I reached out to Robert Albert, the researcher that I hired over a decade ago that busted down this brick wall and he was still at the email address I had.  He took a look and concurred with the tree, and that Minnie's first family did indeed come to America.  He found the ship record and there's a youngest daughter yet to be placed, that could be Minnie Helm's daughter, or the Marie that John Springborn remarried to.  His guesses as to what happened are as plausible as any:

Yeah, as to that youngest child, I haven't looked to see how she is connected. According to the Hamburg list it says she is a child, presumably of Johann Friedrich Springborn, but if he had a "fling" with Marie, who would have been say 20 at conception, and he being 31, this "could" have been the spark that dissolved the family. Or perhaps even more likely is that Minnie had an affair with Mr. Freiheit, and so J. F. Springborn leaves her and takes the children with him because she is "unfit", and meets up with Marie.  Maybe Minnie getting pregnant was the straw that broke the camel's back. Wish we could go back in time and visit this household to get the story that I agree has been lost to eternity. I am sure no one living post emigration wanted to retell it for sure. But then to think that she brings her new beau and kids to the same spot in the USA is just... wow! WOW!!!!! Yeah, this is maybe the best unknown story I have ever heard of in all my years of researching. Remarkable.

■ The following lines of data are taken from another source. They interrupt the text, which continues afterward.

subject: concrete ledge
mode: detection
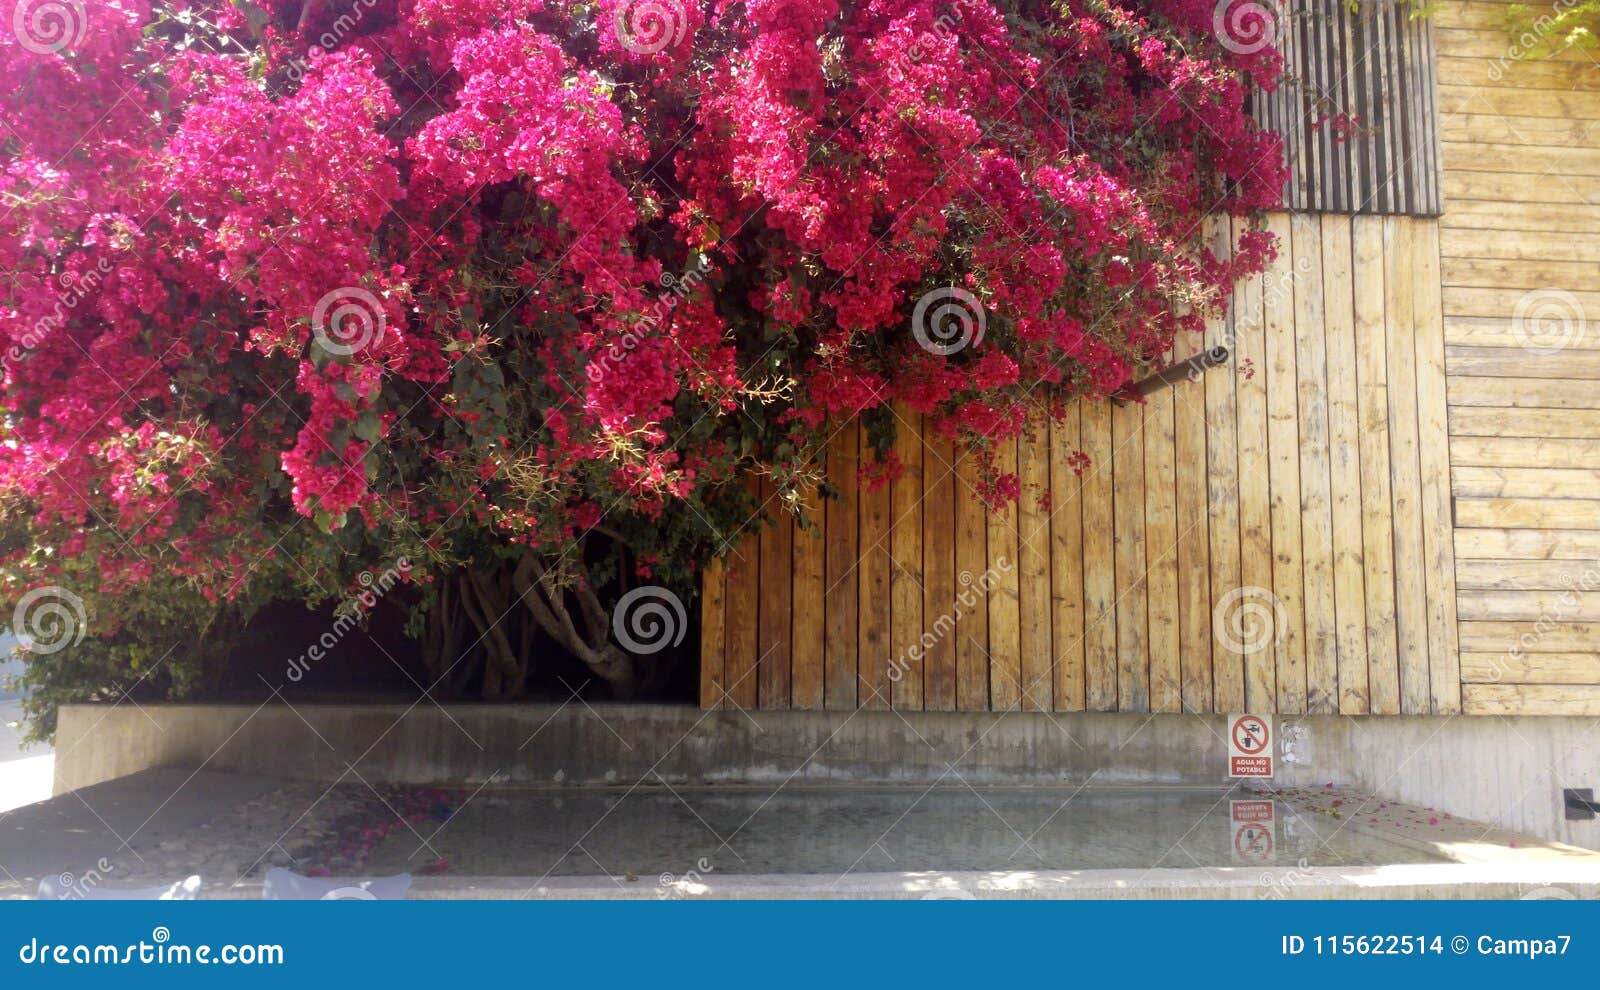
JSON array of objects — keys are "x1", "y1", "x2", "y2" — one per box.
[
  {"x1": 52, "y1": 703, "x2": 1600, "y2": 849},
  {"x1": 54, "y1": 704, "x2": 1237, "y2": 794}
]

Of even further intrigue is that sailing with the Springborn family is a Dorothea Kehnscherper.  Minnie Helm Freiheit's mother's name was Maria Dorothea Kehnscherper.  I don't know anything about Maria Dorothea yet, but the age on the ship log makes it unlikely that she's Minnie's mother but there has to be a connection.  

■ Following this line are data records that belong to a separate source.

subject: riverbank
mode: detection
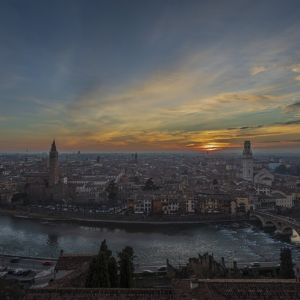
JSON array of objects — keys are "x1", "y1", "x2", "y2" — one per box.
[{"x1": 0, "y1": 205, "x2": 249, "y2": 225}]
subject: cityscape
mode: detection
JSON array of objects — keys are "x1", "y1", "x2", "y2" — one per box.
[{"x1": 1, "y1": 0, "x2": 300, "y2": 299}]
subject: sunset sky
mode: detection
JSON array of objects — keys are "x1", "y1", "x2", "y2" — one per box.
[{"x1": 1, "y1": 0, "x2": 300, "y2": 153}]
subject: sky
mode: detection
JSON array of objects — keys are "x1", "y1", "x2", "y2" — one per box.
[{"x1": 1, "y1": 0, "x2": 300, "y2": 153}]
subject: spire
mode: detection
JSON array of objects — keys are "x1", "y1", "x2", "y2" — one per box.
[{"x1": 50, "y1": 139, "x2": 57, "y2": 152}]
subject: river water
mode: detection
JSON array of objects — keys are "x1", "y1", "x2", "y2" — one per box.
[{"x1": 0, "y1": 215, "x2": 299, "y2": 265}]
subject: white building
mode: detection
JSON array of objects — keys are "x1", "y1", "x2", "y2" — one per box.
[
  {"x1": 254, "y1": 168, "x2": 274, "y2": 186},
  {"x1": 168, "y1": 200, "x2": 179, "y2": 214}
]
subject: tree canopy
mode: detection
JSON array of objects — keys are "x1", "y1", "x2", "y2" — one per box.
[
  {"x1": 100, "y1": 239, "x2": 112, "y2": 259},
  {"x1": 11, "y1": 192, "x2": 30, "y2": 206},
  {"x1": 144, "y1": 178, "x2": 159, "y2": 190},
  {"x1": 85, "y1": 252, "x2": 110, "y2": 288},
  {"x1": 108, "y1": 257, "x2": 119, "y2": 288},
  {"x1": 117, "y1": 245, "x2": 136, "y2": 273},
  {"x1": 85, "y1": 240, "x2": 136, "y2": 289},
  {"x1": 280, "y1": 247, "x2": 295, "y2": 279},
  {"x1": 105, "y1": 181, "x2": 118, "y2": 204},
  {"x1": 119, "y1": 253, "x2": 132, "y2": 288}
]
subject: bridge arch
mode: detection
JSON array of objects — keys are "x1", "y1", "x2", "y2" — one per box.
[
  {"x1": 281, "y1": 226, "x2": 293, "y2": 235},
  {"x1": 252, "y1": 214, "x2": 276, "y2": 229},
  {"x1": 252, "y1": 214, "x2": 267, "y2": 226},
  {"x1": 265, "y1": 220, "x2": 276, "y2": 227},
  {"x1": 251, "y1": 211, "x2": 300, "y2": 237}
]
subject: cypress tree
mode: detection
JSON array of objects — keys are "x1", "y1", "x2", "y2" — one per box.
[
  {"x1": 85, "y1": 256, "x2": 101, "y2": 288},
  {"x1": 280, "y1": 247, "x2": 295, "y2": 279},
  {"x1": 108, "y1": 256, "x2": 119, "y2": 288},
  {"x1": 119, "y1": 253, "x2": 132, "y2": 288},
  {"x1": 85, "y1": 252, "x2": 111, "y2": 288},
  {"x1": 117, "y1": 245, "x2": 136, "y2": 272},
  {"x1": 100, "y1": 239, "x2": 112, "y2": 259},
  {"x1": 97, "y1": 251, "x2": 111, "y2": 287}
]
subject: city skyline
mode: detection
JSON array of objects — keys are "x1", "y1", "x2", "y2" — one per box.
[{"x1": 1, "y1": 0, "x2": 300, "y2": 153}]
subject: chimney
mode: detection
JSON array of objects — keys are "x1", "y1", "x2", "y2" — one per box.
[
  {"x1": 60, "y1": 249, "x2": 64, "y2": 256},
  {"x1": 190, "y1": 275, "x2": 198, "y2": 290}
]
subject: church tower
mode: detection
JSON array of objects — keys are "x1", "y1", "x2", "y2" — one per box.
[
  {"x1": 242, "y1": 141, "x2": 253, "y2": 181},
  {"x1": 49, "y1": 140, "x2": 59, "y2": 187}
]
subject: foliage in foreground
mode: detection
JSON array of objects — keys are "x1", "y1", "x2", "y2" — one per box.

This is all developing and I have Robert on the project again.  He doesn't have his business website anymore but if he's officially doing research still I'll try to get his information into a blog.  He is friendly, thorough, reasonable, and honest.  I very much enjoy working with him.  He's already added to my Freiheit family, as records are available online now that weren't a decade ago.  I could probably find the records, but I can't read them so hiring him to ensure I don't miss anything or record it incorrectly is absolutely worth it.